The Basel Committee on Banking Supervision (BCBS) has said that the surging growth of the Non-Bank Financial Intermediary (NBFI) sector could cause financial stability concerns, though its size and the associated risks vary amongst member jurisdictions.

In a Newsletter published over the weekend, the BCBS(a committee of global banking supervisory authorities), stated that recent episodes of distress highlighted vulnerabilities and deficiencies in some banks’ risk management practices related to NBFIs, adding that supervisors consider exposures to highly leveraged counterparties via derivatives and securities financing to be the riskiest.


Noting that supervisors are observing similar deficiencies in some banks’ management of commodity-related counterparties, the BCBS stated that supervisors will continue to monitor exposures, focus on the proper application of existing standards and guid-  ance, and assess the level of observable data to improve the visibility of interconnections between banks and NBFIs.

Specifically, the Committee stated: “Banks engage with NBFIs across a wide range of transactions. Common NBFI counterparties for banks are investment and pension funds as well as insurance companies and broker-dealers.

“Banks’ exposures to NBFIs include traditional credit facilities such as credit lines and fully collateralised short-term wholesale loans. Banks are also exposed to NBFI counterparties through more complex instruments in the areas of derivatives and securities financing, leveraged lending and prime brokerage, which may give rise to counterparty credit and liquidity risks with concentration, illiquidity and leverage as key considerations.

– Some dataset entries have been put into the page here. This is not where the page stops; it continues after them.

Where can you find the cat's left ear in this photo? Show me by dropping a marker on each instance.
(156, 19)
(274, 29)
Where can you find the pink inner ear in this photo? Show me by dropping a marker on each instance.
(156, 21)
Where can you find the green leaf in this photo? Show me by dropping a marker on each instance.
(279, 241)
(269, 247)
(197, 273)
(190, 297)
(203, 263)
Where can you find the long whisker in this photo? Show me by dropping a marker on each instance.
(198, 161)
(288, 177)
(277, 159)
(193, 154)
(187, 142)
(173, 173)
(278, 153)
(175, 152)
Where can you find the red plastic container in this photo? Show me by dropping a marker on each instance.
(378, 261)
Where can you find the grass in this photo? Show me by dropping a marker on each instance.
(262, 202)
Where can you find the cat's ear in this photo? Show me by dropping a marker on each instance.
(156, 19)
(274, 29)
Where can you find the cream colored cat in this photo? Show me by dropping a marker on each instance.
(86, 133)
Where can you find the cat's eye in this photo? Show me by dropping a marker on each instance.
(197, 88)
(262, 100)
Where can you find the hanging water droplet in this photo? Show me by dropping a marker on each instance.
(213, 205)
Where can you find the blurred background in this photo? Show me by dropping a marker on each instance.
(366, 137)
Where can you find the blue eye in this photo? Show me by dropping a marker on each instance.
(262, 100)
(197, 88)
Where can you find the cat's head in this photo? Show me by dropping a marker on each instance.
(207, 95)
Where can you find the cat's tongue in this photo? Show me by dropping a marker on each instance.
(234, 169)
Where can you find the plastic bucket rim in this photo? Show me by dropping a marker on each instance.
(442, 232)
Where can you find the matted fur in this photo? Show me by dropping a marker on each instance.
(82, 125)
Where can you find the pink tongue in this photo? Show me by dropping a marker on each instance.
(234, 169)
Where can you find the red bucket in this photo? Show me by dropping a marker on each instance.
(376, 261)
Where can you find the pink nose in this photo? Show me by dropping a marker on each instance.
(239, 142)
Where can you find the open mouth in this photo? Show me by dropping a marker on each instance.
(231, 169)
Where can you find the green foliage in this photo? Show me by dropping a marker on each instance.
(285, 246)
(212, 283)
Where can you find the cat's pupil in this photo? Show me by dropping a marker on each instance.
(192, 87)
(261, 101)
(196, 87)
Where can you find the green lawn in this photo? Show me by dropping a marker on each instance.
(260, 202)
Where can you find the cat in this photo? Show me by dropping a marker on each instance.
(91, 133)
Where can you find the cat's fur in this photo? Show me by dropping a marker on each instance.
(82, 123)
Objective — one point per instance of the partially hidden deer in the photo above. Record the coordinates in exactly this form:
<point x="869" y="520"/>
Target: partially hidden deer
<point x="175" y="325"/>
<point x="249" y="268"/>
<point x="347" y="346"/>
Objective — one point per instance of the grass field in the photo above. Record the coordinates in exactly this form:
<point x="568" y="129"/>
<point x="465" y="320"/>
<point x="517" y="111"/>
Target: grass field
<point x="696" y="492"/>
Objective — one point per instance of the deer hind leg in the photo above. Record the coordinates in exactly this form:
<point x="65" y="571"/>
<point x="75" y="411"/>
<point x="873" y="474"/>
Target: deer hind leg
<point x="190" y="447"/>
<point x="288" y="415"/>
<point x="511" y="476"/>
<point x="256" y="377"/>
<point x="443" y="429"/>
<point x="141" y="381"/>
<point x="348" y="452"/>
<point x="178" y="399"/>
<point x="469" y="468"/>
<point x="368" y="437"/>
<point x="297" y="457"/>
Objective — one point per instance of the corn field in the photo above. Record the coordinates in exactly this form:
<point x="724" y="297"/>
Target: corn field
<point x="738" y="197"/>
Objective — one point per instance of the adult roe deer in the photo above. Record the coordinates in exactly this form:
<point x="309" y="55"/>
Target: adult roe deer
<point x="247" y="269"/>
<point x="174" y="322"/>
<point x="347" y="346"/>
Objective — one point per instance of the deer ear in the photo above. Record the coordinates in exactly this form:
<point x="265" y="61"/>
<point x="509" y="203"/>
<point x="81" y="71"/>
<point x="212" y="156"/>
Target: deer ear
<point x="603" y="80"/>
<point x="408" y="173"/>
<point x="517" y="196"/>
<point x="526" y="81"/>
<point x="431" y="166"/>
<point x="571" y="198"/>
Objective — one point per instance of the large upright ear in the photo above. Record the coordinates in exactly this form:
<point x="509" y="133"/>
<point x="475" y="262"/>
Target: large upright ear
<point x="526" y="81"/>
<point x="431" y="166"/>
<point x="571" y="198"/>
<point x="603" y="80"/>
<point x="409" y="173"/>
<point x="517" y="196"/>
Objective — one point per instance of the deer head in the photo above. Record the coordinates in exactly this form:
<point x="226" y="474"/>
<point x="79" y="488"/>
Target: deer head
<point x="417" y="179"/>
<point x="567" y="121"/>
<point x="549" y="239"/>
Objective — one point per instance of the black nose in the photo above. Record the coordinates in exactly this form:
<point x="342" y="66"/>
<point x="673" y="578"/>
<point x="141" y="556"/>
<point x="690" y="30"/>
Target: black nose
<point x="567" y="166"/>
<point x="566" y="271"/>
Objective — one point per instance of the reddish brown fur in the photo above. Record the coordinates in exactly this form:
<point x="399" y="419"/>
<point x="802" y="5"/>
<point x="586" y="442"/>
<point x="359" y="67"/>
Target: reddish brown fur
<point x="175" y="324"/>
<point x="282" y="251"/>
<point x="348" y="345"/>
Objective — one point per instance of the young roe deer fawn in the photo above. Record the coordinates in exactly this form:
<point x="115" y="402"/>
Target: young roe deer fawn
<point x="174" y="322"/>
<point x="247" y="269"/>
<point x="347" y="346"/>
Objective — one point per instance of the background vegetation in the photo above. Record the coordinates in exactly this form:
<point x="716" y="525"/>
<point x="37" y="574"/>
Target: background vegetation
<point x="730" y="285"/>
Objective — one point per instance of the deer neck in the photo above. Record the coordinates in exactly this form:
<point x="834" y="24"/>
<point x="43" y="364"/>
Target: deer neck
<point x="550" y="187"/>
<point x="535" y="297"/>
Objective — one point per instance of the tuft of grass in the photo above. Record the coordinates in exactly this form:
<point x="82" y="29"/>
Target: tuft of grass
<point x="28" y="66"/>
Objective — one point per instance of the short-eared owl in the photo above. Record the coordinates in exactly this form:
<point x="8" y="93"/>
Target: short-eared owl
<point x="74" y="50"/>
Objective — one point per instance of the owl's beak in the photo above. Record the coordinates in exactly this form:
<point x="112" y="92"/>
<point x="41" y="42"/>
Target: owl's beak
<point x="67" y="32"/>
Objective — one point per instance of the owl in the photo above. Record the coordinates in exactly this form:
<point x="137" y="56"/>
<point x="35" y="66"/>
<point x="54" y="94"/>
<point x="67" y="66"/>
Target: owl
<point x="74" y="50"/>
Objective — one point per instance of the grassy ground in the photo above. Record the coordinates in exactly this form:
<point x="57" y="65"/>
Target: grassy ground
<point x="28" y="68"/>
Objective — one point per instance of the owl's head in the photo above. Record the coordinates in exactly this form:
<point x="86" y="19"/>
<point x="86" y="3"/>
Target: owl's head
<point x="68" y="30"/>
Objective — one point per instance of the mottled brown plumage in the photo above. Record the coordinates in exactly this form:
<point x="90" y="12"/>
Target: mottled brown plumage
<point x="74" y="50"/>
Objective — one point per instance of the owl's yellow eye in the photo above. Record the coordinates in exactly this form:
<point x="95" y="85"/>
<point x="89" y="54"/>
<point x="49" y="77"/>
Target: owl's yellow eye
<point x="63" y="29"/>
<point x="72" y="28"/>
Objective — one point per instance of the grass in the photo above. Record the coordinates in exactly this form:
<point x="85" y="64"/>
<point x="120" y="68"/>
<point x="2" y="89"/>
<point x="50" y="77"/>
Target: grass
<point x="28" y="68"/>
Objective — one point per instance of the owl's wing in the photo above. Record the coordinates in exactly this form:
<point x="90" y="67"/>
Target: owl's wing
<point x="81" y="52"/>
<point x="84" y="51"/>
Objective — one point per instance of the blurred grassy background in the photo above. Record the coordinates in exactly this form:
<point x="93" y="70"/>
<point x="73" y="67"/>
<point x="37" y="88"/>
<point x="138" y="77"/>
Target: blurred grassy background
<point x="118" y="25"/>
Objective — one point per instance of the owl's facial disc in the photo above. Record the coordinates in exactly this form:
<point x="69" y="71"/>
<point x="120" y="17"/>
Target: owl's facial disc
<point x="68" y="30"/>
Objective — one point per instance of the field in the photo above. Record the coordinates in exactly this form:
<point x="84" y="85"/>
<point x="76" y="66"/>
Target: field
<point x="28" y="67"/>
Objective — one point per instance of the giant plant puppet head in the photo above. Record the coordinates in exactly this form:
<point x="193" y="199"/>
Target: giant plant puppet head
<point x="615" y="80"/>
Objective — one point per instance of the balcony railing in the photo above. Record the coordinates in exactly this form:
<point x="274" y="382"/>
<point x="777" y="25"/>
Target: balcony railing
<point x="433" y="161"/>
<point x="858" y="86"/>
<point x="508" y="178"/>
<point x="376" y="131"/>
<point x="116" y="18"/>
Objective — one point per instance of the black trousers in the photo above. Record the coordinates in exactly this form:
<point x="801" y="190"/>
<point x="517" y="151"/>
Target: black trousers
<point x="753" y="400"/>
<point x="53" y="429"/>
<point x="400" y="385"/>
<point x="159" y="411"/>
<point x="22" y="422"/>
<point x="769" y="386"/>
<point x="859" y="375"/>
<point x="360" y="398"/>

“Supervisors consider bank exposures to highly leveraged counterparties involving derivatives and securities financing transactions to be the riskiest. These types of exposures raise concerns about opaque concentration risks and potential sudden market stress, stemming from margin calls and fire sales of assets. In some instances, supervisors also note an increasing risk with regards to cryptoassetrelated services provided by NBFIs.”

While noting that existing supervisory infrastructure regarding NBFI-related risk is “generally sufficient,” the Committee said it is discussing, including through other international forums, “how to close data gaps and improve the visibility of interconnections between banks and NBFIs.”

According to the publication, “the Committee strongly encourages the proper application of existing standards and guidelines, as well as the full and timely implementation of the Basel III standards. It is committed to continuing to exchange supervisory views on banks’ exposures to NBFIs including on recent episodes highlighting leverage, concentration and liquidity concerns in the non-bank sector and related supervisory practices.

In addition, the Committee continues to contribute to the Financial Stability Board’s work on assessing and addressing the risk from NBFIs.”